Cheiron advanced to the car window and looked at it. “I’ll give this to your wife. You wait here.”
Harold returned and brought Tiff, who was holding Teddy (breathing easily now), and leading Noah by the hand; he was fresh from sleep, dragging his stuffed dog with him.
“She was scrubbing down her medicine cabinet,” Harold said, “like trying to get rid of some kind of germs or something, and inside, they have boxes and boxes of inhalers, which have all rotted, and he’s got a neat little workshop down there where he was building some kind of electronic gadget, it looks like, probably a lot of them, to judge by all the parts he had and the little jigs and marked breadboards.
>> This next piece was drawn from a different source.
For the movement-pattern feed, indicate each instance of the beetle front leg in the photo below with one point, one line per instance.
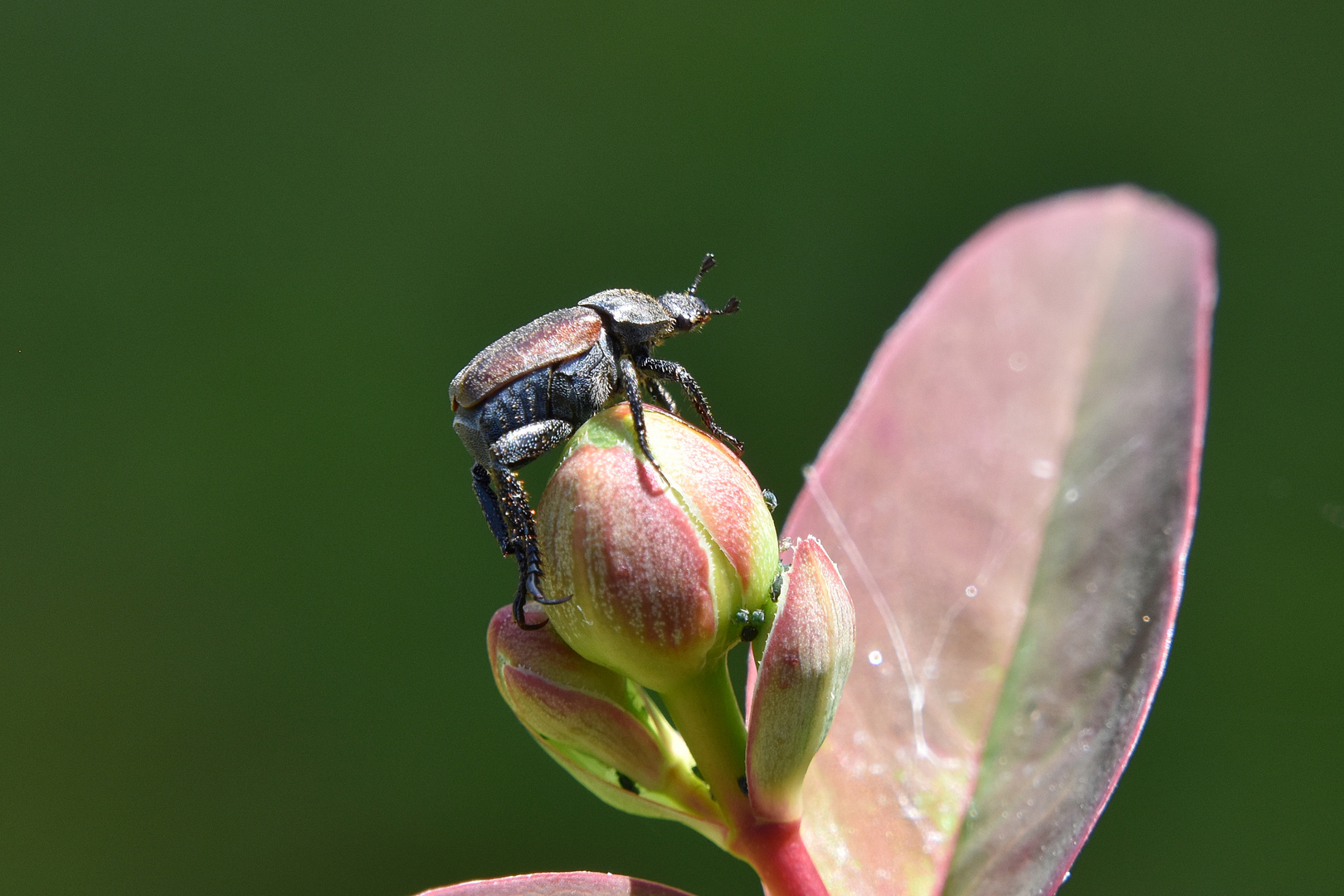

And he came in at about four thirty yesterday morning. And their walls are practically papered with The Earth Is The Lord’s posters. Now, on Good Morning America , they said the things to watch out for were people who came and went at unusual hours yesterday, people whose hobbies seemed to include home laboratories, Green types, and people who seemed to be having troubles with weird germs. I vote that this family ought to go talk to the sheriff; any other votes?”
It was unanimous; Zach and Tiff didn’t get votes. Shortly they were all piled into the back of Cheiron’s panel truck, rolling slowly through the street. Cheiron’s wife drove; Cheiron sat, the shotgun held across his chest, in back with Zach and his family. “You’re lucky we like you around here, and you have kids we’d rather not hurt,” Cheiron said to them, apropos of nothing. “They’re asking people to go to the cops with suspected Daybreakers but there’s all kinds of stories about people taking the law into their own hands. Naturally since it’s mainstream media reporting, they’re worrying more about vigilantes getting out of hand than about what you Daybreak bastards have already done.”